Almost as important as the revenue of your business is Revenue’s arch nemesis: Expenses. While revenue is money IN to your business, expenses are money OUT of your business.
This includes everything from the cost of new equipment to paying subcontractors to taking a client to lunch.
And while expenses can seem somewhat evil (“I spent HOW MUCH this month?!”), in reality, wise investments which are also expenses are the only true way to grow your business.
The key is to be wise with your expenses. Focus on spending money in places where you are likely to see a return on your investment (or ROI).
For example, spending money on marketing or advertising to bring in new clients. Or paying subcontractors to free up some of your time to network with potential clients.
When used intelligently, expenses don’t shrink a business, they grow it.
6. Tax Liability
There’s nothing more depressing that finishing up the first year of being in business for yourself and realizing you have to pay way more taxes than you thought.
In fact, if you’re making $80,000/year or more as a freelancer and you’re still a Sole Proprietor (instead of an LLC), you’ve got to fix that right away. There are companies like Collective or LegalZoom that can help you form an LLC and then execute something called an “S-Corp Election” which can save you thousands in taxes.
To avoid being shocked at the end of any financial year, you should stay up-to-date on your tax liability.
Tax liability is essentially a fancy word for how much you owe the government in taxes based on your personal and business income.

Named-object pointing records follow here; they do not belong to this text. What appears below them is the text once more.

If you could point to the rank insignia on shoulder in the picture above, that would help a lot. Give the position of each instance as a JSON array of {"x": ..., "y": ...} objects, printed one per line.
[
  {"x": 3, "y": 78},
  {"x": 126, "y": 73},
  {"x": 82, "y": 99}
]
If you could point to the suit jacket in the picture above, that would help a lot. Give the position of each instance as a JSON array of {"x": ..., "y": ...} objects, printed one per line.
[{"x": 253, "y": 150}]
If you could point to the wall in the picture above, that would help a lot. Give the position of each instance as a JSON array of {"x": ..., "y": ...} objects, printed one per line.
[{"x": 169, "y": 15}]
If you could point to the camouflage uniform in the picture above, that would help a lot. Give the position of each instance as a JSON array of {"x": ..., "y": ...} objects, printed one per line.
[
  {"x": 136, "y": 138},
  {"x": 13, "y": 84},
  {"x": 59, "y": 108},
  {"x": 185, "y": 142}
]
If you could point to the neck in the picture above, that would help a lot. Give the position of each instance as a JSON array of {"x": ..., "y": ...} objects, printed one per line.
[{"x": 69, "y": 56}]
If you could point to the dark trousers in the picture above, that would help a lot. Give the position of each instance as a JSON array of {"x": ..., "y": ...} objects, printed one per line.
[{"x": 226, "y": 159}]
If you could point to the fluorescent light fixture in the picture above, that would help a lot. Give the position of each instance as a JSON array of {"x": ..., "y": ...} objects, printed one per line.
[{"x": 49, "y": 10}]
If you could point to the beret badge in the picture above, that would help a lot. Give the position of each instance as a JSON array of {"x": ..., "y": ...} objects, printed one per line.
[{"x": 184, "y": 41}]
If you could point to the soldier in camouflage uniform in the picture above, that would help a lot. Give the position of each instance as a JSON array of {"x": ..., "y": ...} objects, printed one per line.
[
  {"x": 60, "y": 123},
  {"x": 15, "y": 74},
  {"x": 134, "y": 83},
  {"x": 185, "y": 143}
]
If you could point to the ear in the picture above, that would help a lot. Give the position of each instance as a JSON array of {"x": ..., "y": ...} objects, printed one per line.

You can leverage tax deductions to save on taxes, but honestly: the smartest thing you can do is hire a good CPA. They’ll know all the ins-and-outs of tax law each year and be able to reduce your tax liability as much as possible so you can keep the highest amount of your hard-earned income as you can.
7. Portfolio Conversion Rate
If you’re like most freelancers, you’ve built an online portfolio. And, sadly, if you’re like most freelancers your online portfolio does not convert like you want it to.
What’s more, you may not even know what your portfolio conversion rate is. In other words, of the total number of people who visit your portfolio, how many of them become clients?
Here’s what the formula looks like:
Total New Clients from Portfolio / Total Portfolio Visitors = Portfolio Conversion Rate
To measure these kinds of metrics, you’ll need some sort of analytical tool like Google Analytics.
The reason this metric is meaningful is this: when you know your portfolio conversion rate, then you can do simple math on advertising and marketing to determine how much time/effort it will take to convert a new client.
For example, if 1/100 (or 1%) of your portfolio visitors converts to a client and you know each client brings in $1,000 on average (see above), then you can spend up to $10 per site visitor in order to break even on your new client. Of course, to make a profit, you’ll need to drive that client acquisition cost down.
See how all of these metrics build on each other? It’s a powerful thing.
8. Runway (Cushion)
Finally, one of my favorite and most important metrics: Runway.
When you’re growing a business, your runway is the total months or years you can stay in business at your current burn rate (how fast you spend money).
For example, if you have $10,000 in the bank and you spend $1,000/mo on your business, then your runway is 10 months.
The goal is to grow your runway—particularly when you’re a freelancer or small agency. Business owners who did this in 2020 were not put out of business by the Covid-19 pandemic. They were able to weather the storm and power through.
Whether or not another pandemic is coming is irrelevant. What matters is there will always be issues; personal illness, economic market shifts, seasonal demand changes, etc. If you have a nice runway (or cushion) you can work through the “down” times.
There are more…
Of course, there are lots more metrics you should know as a freelancer. Running a business is all about the numbers. You may have gotten into it for the fun, the passion, the freedom, the flexibility.
But it’s the metrics that KEEP you in business.
The better you know them, the more likely you are to stay in business for a nice long time.